Do you have difficulties with this therapy, which is sometimes a challenge? Our CPAP guide can ease your path and help you rest better at night.
CPAP machines are the most common form of sleep apnea treatment, but they can be uncomfortable and difficult to adjust to at first.
By Lindsey Konkel
Updated by Daphne Yao
If you’ve been diagnosed with obstructive sleep apnea (OSA), which causes numerous brief pauses in breathing while you sleep, your doctor has likely recommended continuous positive airway pressure (CPAP) as a treatment. ).
With CPAP, the main treatment for the disorder, a mask-like device that is connected to an air pump is usually used. The pump pushes air into your airways and keeps them open while you sleep.
The use of CPAP can significantly reduce the number of breathing pauses during the night. But about a third of CPAP users don’t stick to their treatment, according to a 2016 review of studies published in the Journal of Otolaryngology – Head & Neck Surgery. According to the review, users often cited issues of discomfort, convenience, and claustrophobia as reasons for stopping CPAP use.
Therapy can be challenging. When David Levey, 60, of Mequon, Wisconsin, started using CPAP about 15 years ago, he found it unpleasant. “I was sleeping on my side and the pillow was moving my mask out of place,” says Levey. So instead of sleeping through the night, he would repeatedly wake up with air from the device blowing into his eyes.
But it is important to control sleep apnea. Without treatment, it can cause excessive daytime sleepiness, says Dr. Raj Dasgupta, a clinical associate professor of medicine at USC Keck School of Medicine in Los Angeles. And that, in turn, can cause you to fall asleep at inappropriate times; for example, while eating, driving, or talking to other people.
A 2015 Swedish study published in the journal Sleep found that untreated sleep apnea doubles the risk of a car accident. And according to the National Transportation Safety Board, undiagnosed sleep apnea may have played a role in two commuter train accidents, one in Hoboken, New Jersey, in 2016 and another in Brooklyn, New York, in 2017, which, together , caused more than 200 injuries and one death.
In the long term, sleep apnea also puts a strain on the heart, increasing the risk of high blood pressure, arrhythmia, heart failure, and stroke.
“Patients sometimes ask if they could die from not receiving sleep apnea treatment.

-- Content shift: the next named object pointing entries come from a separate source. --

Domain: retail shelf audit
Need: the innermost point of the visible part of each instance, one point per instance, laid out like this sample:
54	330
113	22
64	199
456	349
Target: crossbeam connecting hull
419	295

The short answer is ‘yes,’” says Dasgupta.
Whether your doctor has recommended you use CPAP or you’ve had problems with the treatment, here’s how to get the most out of this therapy.
How CPAP machines work
According to the American Academy of Sleep Medicine, there are currently approximately 5.9 million diagnosed cases of OSA among American adults. In people with this disorder, the muscles in the neck and throat relax during sleep, causing the soft tissue in the back of the throat to collapse, preventing air from reaching the airways. This causes a series of partial or complete pauses in breathing, sometimes hundreds of them each night.
CPAP, which sends enough air into the upper airways to keep them open, has been the cornerstone of treatment for moderate to severe OSA since the 1980s.
Prescription treatment has been shown to improve sleep quality, reduce daytime sleepiness, help normalize blood pressure, and alleviate other related health risks.
For example, a study published in 2018 in the Journal of the American Heart Association of more than 40,000 Danish adults with sleep apnea found that those not using CPAP had a 38% increased risk of heart failure than those who used it.
CPAP can not only be effective, but the machines are now easier to tolerate, quieter, and less bulky than older devices.
Many of the newer CPAPs allow you to start the night with a lower air pressure and gradually increase that pressure after you fall asleep. This can reduce the feeling that air is coming in through your nose or mouth.
Some CPAP units even automatically adjust to your breathing patterns, increasing or decreasing air pressure throughout the night as needed.
How to choose a CPAP machine
Finding a CPAP mask that is comfortable enough to allow you to sleep is essential. (You’ll also need to consider factors such as the severity of your OSA and the air pressure setting your doctor has recommended to keep your airways open during sleep.)
But this can take time. According to Dr. Steven Feinsilver, a sleep medicine specialist at Lenox Hill Hospital in New York, even with these advances, using a CPAP machine can be awkward and uncomfortable. “Most people don’t end up sticking with the first device they try. Some people try two or three before finding the one that works best for them,” he says.
That was the case for Hb Alumisin, 33, of New York, who tried two masks before settling on a third option: nasal pillows (see below), for her mild sleep apnea.
“The masks were heavy and difficult to wear, but the pads are comfortable and less annoying,” he says.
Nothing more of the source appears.